The 1992/3 Biennale reflected a shift away from Europe and the USA and over ninety percent of the artists in the exhibition had not been exhibited before in Australia. Titled ‘The Boundary Rider’ and curated by Tony Bond, the exhibition took as its theme the exploration of physical, psychological and cultural boundaries. It examined their fluidity and transgression through the work of such artists as Orlan, whose surgical manipulation of her own body captured the imagination of both the public and the media. Another powerful work in the exhibition and later acquired by the Art Gallery of New South Wales was the installation “Atrabiliaros” by Doris Salcedo.
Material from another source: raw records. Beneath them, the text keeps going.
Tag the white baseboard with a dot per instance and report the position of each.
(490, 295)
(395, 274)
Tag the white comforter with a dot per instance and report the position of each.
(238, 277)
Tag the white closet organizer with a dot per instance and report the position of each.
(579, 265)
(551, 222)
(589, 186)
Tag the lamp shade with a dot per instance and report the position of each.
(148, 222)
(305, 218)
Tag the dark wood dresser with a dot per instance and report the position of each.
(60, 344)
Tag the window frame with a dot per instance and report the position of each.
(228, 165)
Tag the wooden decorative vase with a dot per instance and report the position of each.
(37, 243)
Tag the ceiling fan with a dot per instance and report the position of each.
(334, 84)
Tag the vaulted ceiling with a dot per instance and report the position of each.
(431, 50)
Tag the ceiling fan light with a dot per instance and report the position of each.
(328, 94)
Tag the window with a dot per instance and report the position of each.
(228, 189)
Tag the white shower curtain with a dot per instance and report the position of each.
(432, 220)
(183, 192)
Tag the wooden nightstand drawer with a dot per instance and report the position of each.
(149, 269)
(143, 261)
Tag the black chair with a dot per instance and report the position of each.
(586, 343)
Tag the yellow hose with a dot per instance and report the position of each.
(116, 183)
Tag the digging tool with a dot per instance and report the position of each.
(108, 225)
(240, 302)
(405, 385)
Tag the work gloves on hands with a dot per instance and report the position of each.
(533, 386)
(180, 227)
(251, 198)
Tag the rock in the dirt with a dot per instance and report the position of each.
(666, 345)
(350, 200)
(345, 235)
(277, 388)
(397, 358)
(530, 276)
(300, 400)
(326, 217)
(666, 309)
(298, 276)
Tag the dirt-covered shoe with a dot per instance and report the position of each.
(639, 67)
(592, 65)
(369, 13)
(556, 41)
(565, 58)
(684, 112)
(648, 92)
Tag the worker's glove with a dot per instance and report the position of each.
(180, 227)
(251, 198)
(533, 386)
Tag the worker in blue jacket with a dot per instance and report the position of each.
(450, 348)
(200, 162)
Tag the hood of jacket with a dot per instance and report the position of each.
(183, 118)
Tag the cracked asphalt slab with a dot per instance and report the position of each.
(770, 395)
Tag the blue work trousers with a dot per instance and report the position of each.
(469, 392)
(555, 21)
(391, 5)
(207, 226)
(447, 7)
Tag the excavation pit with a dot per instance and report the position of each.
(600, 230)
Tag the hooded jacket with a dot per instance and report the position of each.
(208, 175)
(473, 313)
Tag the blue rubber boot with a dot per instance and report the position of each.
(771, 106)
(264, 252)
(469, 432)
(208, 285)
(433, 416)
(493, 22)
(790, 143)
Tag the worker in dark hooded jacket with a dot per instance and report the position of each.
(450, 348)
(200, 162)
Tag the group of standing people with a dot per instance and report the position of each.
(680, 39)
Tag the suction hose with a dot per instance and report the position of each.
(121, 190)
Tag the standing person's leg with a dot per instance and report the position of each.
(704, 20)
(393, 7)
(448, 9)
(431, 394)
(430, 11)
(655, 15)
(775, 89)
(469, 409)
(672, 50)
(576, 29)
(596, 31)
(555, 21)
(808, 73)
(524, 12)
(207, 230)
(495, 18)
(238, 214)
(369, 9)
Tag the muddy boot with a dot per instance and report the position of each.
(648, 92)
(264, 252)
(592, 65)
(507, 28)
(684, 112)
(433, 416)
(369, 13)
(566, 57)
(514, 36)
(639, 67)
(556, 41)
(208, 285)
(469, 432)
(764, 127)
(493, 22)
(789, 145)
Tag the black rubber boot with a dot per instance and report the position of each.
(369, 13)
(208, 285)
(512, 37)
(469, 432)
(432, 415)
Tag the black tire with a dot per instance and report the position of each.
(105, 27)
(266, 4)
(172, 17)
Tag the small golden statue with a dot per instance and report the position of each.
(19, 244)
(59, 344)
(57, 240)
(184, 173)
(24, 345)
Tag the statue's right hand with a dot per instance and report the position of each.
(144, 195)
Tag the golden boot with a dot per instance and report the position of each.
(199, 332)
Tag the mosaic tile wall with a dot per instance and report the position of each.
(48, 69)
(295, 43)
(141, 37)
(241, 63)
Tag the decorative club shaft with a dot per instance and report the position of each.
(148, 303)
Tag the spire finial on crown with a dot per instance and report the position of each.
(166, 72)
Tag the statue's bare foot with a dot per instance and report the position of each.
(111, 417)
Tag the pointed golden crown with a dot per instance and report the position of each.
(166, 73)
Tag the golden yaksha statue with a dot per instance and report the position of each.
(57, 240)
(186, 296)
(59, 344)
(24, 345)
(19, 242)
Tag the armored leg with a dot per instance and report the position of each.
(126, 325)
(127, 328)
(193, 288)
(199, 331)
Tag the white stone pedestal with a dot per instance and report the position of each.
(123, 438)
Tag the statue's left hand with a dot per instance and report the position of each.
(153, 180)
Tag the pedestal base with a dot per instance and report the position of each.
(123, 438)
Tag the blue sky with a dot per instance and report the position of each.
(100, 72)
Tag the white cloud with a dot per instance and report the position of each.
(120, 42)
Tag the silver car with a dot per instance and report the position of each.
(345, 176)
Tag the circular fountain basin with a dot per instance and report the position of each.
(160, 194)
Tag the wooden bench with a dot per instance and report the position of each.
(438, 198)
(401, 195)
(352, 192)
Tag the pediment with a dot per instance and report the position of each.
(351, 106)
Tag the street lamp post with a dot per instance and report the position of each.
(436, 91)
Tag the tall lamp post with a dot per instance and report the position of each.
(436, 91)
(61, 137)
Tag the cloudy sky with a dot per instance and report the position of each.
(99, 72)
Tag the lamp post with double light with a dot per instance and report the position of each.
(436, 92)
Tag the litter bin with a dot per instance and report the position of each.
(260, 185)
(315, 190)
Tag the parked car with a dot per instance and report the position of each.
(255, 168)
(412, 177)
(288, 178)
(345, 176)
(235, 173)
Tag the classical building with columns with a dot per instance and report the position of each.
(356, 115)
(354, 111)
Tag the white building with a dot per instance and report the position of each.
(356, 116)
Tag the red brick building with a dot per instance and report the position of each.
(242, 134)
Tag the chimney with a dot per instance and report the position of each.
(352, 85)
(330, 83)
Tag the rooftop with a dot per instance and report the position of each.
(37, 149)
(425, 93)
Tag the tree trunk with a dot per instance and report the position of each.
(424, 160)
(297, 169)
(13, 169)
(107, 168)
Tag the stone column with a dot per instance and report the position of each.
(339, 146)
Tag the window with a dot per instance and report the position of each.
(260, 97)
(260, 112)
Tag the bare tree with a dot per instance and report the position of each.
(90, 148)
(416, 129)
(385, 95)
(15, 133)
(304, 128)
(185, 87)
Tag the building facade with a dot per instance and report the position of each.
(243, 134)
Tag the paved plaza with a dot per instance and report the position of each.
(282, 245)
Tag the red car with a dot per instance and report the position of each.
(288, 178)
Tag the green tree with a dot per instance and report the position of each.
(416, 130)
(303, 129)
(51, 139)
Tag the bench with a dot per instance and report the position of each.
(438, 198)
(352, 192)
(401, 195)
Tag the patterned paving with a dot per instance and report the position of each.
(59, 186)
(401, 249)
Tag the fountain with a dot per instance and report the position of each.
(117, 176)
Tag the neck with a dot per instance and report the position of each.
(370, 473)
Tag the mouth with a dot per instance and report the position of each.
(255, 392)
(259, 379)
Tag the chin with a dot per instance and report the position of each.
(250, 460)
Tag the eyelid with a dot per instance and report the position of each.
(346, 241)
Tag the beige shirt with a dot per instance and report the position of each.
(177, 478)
This was an expansive international event with some thirty-six countries participating, many of which had not traditionally been included in Sydney Biennales, such as Benin, Cameroon, Thailand, Haiti, Ghana and South Africa. Mainstream figures were included alongside emerging artists from beyond the traditional centres of culture.
The notion of boundaries had a certain currency with the demise of the old communist order in Europe, the limited liberalisations occurring in China at the time as well as the arrival of ‘boatpeople’ in Australia. The theme provided a rich context for artists such as the Border Art Workshop, Dolly Nampijimpa Daniels, Kamol Phaosavasdi, Marc Quinn, Bill Seaman, Richard Wilson, Wim Delvoye, Antoine Oleyant, Perejaume, Juan Muñoz, Gordon Bennett, Joyce Hinterding, Lorna Simpson, Haim Steinbach and the Campfire Group; who addressed such issues as alienation, race and gender relations, commodity fetishism, technologies and entropy.
An extensive lecture, film and public program marked the ninth Biennale, and a special course on contemporary art was offered to broaden and educate new audiences, as well as intensify debate. In addition to the traditional venues of the Art Gallery of NSW and others such as the Ivan Dougherty Gallery which housed an overwhelming painting installation by Igor Kopystiansky, the Bond Store once again provided a dramatic location for many memorable installations and site specific works. The Border Art Workshop (a group based around the US/Mexico border) worked in the outer suburbs of Cabramatta with young, disenfranchised, immigrant communities, in ways that changed the lives of some of the young participants. This particular example of interaction with the local community – and the legacy it left – is emblematic of many Biennale exhibitions and programs. People were exposed to ideas and experiences they would never otherwise have had, and perhaps more than anything else the Biennale’s enduring strength has been exactly that, to act as a catalyst.